With Monday marking the first day of class in the Clark County School District, several clinics in the Las Vegas area saw 400 children a day, said Bonnie Sorenson with the Southern Nevada Health District.
Parents who keep an unvaccinated child in school could be charged with a misdemeanor, but exemptions under Nevada law allow thousands of parents to send their kids to school without the vaccines.
While the number of unvaccinated kids is a small percentage of all students, some Clark County school health officials worry about the risk of having thousands of unvaccinated students.
Last year, the Clark County School District enrolled about 6,000 unvaccinated students, district nursing director Lynn Row said. That’s only about 2 percent of the district’s student population.
Some of those students have a medical exemption from shots, but Row told The Las Vegas Review-Journal that 70 percent of those unvaccinated students cited a Nevada law allowing families to opt-out if the shots violate their religious beliefs.
Every state requires that public school students be immunized for multiple diseases. Every state also offers exemptions for medical reasons, such as allergies to the vaccine ingredients.

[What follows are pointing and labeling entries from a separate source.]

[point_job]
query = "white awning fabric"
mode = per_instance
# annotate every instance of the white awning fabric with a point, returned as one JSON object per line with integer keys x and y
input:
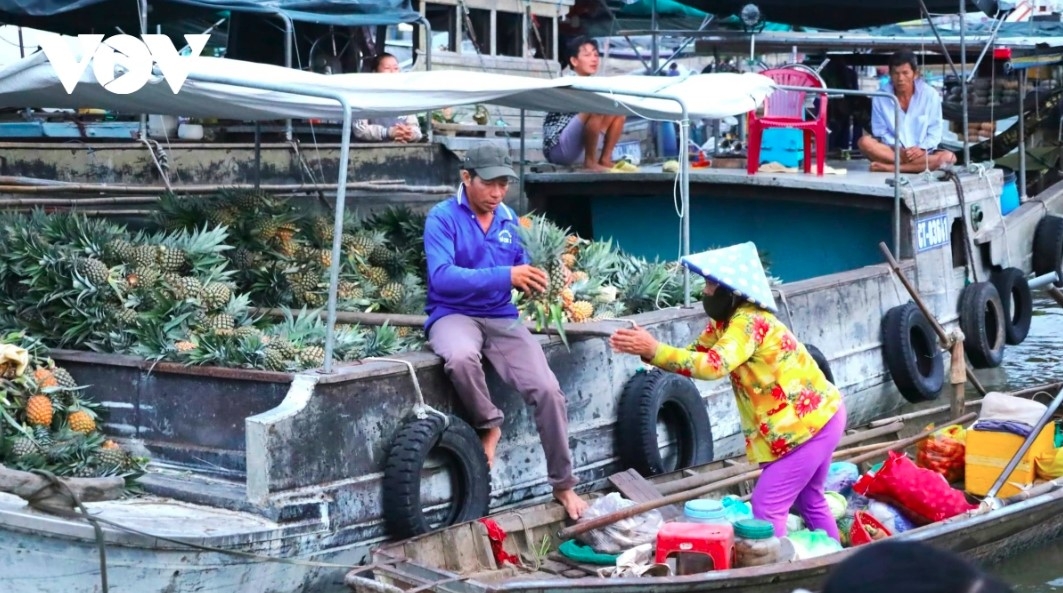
{"x": 33, "y": 82}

All but two states allow families to opt-out for religious reasons, as Nevada does.
Row said she supports allowing students to opt-out for medical reasons, but she’s concerned about religious exemptions.
Students who opt-out for religious reasons are not only at risk for contracting diseases themselves — they also risk spreading disease to those who can’t get the shots for medical reasons, Row said. “It really does put those kids at risk,” she said.

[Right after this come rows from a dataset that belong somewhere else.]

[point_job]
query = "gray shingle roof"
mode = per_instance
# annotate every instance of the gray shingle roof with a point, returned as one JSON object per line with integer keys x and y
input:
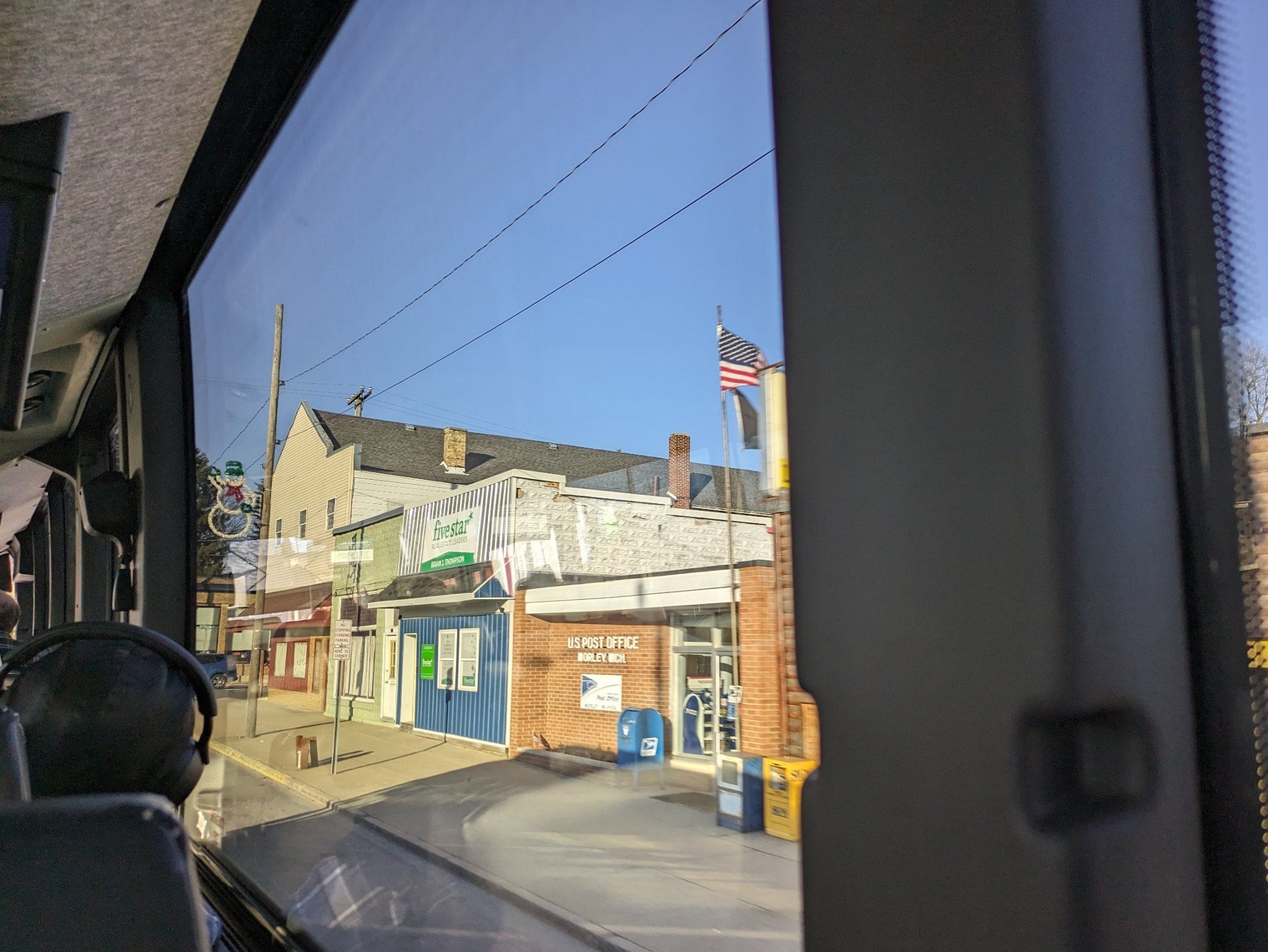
{"x": 388, "y": 446}
{"x": 652, "y": 478}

Row cites the rise in many states of reported cases of pertussis, a highly contagious disease commonly known as whooping cough.

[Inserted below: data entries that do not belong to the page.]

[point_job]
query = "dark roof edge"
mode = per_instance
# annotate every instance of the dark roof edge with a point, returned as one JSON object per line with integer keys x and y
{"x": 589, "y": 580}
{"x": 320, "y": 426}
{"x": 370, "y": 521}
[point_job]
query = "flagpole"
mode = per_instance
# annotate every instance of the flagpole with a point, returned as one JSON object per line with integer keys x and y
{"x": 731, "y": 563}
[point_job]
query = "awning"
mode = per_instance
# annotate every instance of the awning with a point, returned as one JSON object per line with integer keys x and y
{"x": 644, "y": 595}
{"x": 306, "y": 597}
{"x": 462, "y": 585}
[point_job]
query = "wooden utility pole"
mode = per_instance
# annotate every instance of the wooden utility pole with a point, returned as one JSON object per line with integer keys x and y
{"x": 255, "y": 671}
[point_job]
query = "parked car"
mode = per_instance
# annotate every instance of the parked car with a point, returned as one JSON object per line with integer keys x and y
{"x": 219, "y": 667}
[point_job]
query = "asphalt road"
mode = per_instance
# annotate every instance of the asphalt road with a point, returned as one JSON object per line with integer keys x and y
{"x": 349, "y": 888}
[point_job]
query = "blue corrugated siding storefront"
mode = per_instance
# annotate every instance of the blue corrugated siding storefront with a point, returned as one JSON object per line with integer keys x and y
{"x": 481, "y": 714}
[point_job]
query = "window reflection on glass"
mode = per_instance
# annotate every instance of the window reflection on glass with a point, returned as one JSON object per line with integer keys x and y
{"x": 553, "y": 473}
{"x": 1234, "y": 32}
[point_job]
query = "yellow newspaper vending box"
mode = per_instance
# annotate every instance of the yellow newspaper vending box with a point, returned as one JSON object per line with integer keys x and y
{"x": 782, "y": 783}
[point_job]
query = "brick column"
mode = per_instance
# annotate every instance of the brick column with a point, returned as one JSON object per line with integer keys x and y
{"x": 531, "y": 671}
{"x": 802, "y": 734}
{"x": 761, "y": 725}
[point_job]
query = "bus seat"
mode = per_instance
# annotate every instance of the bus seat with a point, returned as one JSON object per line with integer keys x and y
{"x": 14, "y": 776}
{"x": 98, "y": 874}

The number of reported cases across the country grew by 25 percent in the first six months of this year as compared with the same time in 2013, according to the U.S. Centers for Disease Control and Prevention.
While neighboring states such as California have reported a jump in cases, Nevada has not yet seen an increase.
Sorenson, with the health district, said that may be because Nevada is not one of the 19 states that also allow kids to skip vaccines if parents object based on philosophical or personal beliefs.
According to the National Center for Biotechnology Information, states with more exemptions can have higher rates of unvaccinated children and often report higher rates of pertussis cases,
Barbara Lowe Fisher, co-founder and president of the Virginia-based National Vaccine Information Center, said many states have narrow restrictions for a medical opt-out, so the religious and philosophical exemptions are an important protection for parents.
Fisher’s nonprofit defends the rights of patients to informed consent and to opt-out of vaccines. The group does not advocate for or against the use of vaccines.
If parents believe their child is at risk for a vaccine reaction, Fisher said, “It’s every parent’s right to protect their child’s health.”